From: Ronald Bruck
Subject: Re: Sequence of continous functions
Date: Tue, 20 Feb 2001 13:08:23 -0800
Newsgroups: sci.math
Summary: Pointwise limit of continuous functions on R has a point of continuity
In article <3A929B9F.599FB4AC@city.dk>,
Michael Knudsen wrote:
:Hello !
:
:Consider af sequence {f_n} of continous functions f_n:R->R, and assume
:that f_n(x) -> f(x) for n -> oo for all x in R. It can be shown that f
:in continuos at at least one point x_0 in R. Does anybody have any ideas
:about how to show this?
Whoof. Perhaps there is a simple proof for the EXISTENCE of a point
where f is continuous, but if so, I don't know it.
The usual proof is a Baire category argument. Let X and Y be complete
metric spaces and f_n : X --> Y continuous, with f_n --> f pointwise.
Put P_m(e) = {x in X : |f_m(x) - f(x)| <= e},
G(e) = union of INTERIOR OF P_m(e) for m=1 to infinity.
The idea is to show that the set of x at which f is continuous is
intersection of G(e) for e > 0,
which is the same as
intersection of G(1/n) for n = 1, 2, ....
Next define
F_m(e) = {x : |f_m(x) - f_n(x)| <= e for all n >= m}.
Then F_m(e) is closed and F_m(e) \subset P_m(e), hence
int F_m(e) \subset int P_m(e).
Furthermore, since f_n(x) --> f(x) for each x, we have
X = union F_m(e), m = 1 to infinity.
The sets F_m(e) \ int F_m(e) are nowhere dense (they're closed, and have
empty interior), thus
W(e) = union of F_m(e) \ int F_m(e), m = 1 to infinity
is of the first category in X, hence
W(e) \supset X \ union of int F_m(e) \supset X \ union of int P_m(e)
i.e.

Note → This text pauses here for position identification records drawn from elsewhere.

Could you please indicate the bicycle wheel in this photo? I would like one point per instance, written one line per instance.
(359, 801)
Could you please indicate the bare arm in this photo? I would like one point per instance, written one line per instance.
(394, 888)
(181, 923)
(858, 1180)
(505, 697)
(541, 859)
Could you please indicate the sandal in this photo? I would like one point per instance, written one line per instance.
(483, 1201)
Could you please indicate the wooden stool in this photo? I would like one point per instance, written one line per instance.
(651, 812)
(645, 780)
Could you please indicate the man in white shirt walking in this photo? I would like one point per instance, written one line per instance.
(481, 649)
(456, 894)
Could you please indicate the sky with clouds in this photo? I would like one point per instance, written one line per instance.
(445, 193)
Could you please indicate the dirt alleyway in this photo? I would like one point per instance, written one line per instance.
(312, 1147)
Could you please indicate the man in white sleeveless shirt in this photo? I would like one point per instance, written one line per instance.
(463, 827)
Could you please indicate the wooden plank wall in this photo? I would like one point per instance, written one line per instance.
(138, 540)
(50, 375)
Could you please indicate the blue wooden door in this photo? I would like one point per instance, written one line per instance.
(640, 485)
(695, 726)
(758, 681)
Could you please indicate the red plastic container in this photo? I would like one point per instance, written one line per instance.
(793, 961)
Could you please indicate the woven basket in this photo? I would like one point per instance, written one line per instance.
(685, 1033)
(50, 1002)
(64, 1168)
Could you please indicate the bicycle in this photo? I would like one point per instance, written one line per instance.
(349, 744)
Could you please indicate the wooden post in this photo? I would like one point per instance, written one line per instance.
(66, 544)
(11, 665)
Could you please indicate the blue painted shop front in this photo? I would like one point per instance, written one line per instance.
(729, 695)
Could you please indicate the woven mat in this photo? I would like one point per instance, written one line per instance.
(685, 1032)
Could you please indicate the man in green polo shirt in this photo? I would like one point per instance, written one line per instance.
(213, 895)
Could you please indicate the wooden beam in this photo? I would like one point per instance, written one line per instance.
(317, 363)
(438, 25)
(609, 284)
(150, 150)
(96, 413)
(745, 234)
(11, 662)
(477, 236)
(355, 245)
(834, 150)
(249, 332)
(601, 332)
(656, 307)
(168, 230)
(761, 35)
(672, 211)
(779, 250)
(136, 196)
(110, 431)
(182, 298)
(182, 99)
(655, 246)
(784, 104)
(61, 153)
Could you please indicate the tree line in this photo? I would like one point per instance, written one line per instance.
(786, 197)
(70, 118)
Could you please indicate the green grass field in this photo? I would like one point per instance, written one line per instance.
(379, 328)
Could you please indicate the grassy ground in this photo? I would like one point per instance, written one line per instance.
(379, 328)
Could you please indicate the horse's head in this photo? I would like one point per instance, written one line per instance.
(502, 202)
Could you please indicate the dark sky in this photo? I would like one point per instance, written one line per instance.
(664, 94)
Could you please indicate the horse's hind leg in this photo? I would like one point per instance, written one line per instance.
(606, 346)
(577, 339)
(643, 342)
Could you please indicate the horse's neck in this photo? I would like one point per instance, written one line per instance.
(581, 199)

W(e) \supset X \ G(e).
Now take the union of the W(e) for e = 1, 1/2, 1/3, ... to conclude
X - intersection of G(1/n) is of first category, i.e. the set of points
of discontinuity is of the first category.
This has all kinds of neat consequences. For example, if T_n is a
continuous linear operator from one Banach space X to another, and T_n
converges pointwise to T, then T must be continuous at SOME point, hence
at ALL points; this is the most-frequently-used consequence of the
Uniform Boundedness Principle. (Of course, it's not the most general
phrasing of UBP.)
Also, the Vitali-Hahn-Saks theorem follows easily: if mu_n is a finite
(positive) measure on a measurable space (X,Sigma) such that mu_n --> mu
pointwise in R (so in particular mu is real-valued) then mu is a
measure. Build a measure nu(E) = \sum_n mu(E)/(mu_n(X)*2^n), note that
each mu_n is absolutely continuous with respect to nu; note that the
space of sets in Sigma with nu(E) < infinity (i.e. all of them) is a
pseudometric space with the pseudometric d(A,B) = nu((A\B) U (B\A)), and
is complete; and the absolute continuity of the mu_n w.r.t. nu implies
their continuity on this metric space; hence the limit, mu, is
continuous at SOME point; continuity at SOME point implies continuity at
the empty set; which in turn implies continuity at all points; which in
turn implies mu is a measure. A really, really neat proof.